Namun umumnya hanya orang tua yang mau menjadi pengibing. Walaupun sore itu
saya melihat ada seorang remaja yang juga ikut menjadi pengibing. Keduanya
tampak sedikit canggung saat menari di atas panggung. Mungkin karena penari
melihat pengibing yang masih anak-anak sehingga mereka berdua tidak bisa total
menari seperti saat dengan pengibing dewasa lainnya.
Di awal acara, penari akan mengikatkan sebuah selendang ke pinggang
pengibing. Selanjutnya mereka akan menari bersama dibarengi oleh tabuhan dari
gamelan di sisi panggung. Saya jadi teringat oleh penari Ronggeng saat melihat
Joged Bumbung. Mereka mempunyai kesamaan dalam hal menari bersama pengibing.
Para pengibing akan menggoda penari berusaha menarik perhatian penari.
Sedangkan penari tampak malu-malu kucing atau kadang pura-pura kesal saat
pengibing menggodanya. Berbagai properti digunakan oleh pengibing saat menari.

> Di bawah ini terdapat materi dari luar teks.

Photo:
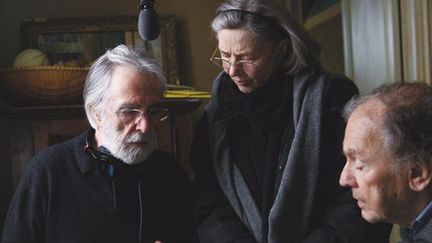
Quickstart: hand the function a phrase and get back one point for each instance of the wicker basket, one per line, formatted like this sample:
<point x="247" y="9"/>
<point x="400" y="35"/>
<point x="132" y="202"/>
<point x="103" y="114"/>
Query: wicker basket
<point x="43" y="85"/>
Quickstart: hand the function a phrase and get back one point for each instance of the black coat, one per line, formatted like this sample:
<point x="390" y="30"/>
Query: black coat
<point x="308" y="204"/>
<point x="64" y="197"/>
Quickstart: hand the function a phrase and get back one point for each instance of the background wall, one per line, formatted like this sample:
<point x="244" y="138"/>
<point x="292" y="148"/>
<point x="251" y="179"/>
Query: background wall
<point x="195" y="41"/>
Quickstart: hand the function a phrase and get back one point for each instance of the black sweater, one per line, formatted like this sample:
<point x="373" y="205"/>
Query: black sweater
<point x="64" y="197"/>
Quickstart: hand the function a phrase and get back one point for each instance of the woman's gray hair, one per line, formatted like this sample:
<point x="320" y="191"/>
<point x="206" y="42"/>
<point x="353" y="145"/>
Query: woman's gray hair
<point x="407" y="123"/>
<point x="271" y="23"/>
<point x="99" y="77"/>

Mulai dari dedaunan, hingga topeng dan kacamata rusak pun digunakan. Semua dilakukan agar
acara menjadi lebih meriah dan membuat para penonton terhibur.
Sepuluh menit adalah rata-rata waktu yang diberikan oleh pengibing saat
menari bersama penari Joged Bumbung. Tugas MC yang memberitahu kapan pengibing
harus bergantian. Pada akhir tarian, saya melihat beberapa pengibing sempat
memberikan sebuah amplop kepada penari Joged Bumbung. Memberikan amplop
bukanlah hal wajib, karena ada juga pengibing yang melenggang pergi saat
diminta untuk bergantian. Saya melihat amplop itu diberikan lebih sebagai
bentuk apresiasi karena sudah mau menari bersama. Sekali lagi saya jadi teringat
tarian Ronggeng.
Selama dua jam, empat penari Joged Bumbung tampil bergantian menandak di
atas panggung. Setiap tarian mempunyai gambaran tema dan cerita
tersendiri, seperti Layon Sari dan Sekar Sari. Hanya satu Sekaa yang
tampil sore it, yaitu Sanggar Seni Kebo Iwa. Selama dua jam duduk di depan
panggung, tak satupun saya mengerti tentang cerita dari tarian-tarian yang
ditampilkan. Di mata saya, semua tarian tampak sama. Pun dengan cerita, telinga
saya tak bisa menangkap arti satupun dari kata-kata yang diucapkan oleh MC
dalam bahasa Bali. Hanya mata saya yang bisa menikmati lenggak-lenggok penandak Joged Bumbung dan polah usil para pengibing.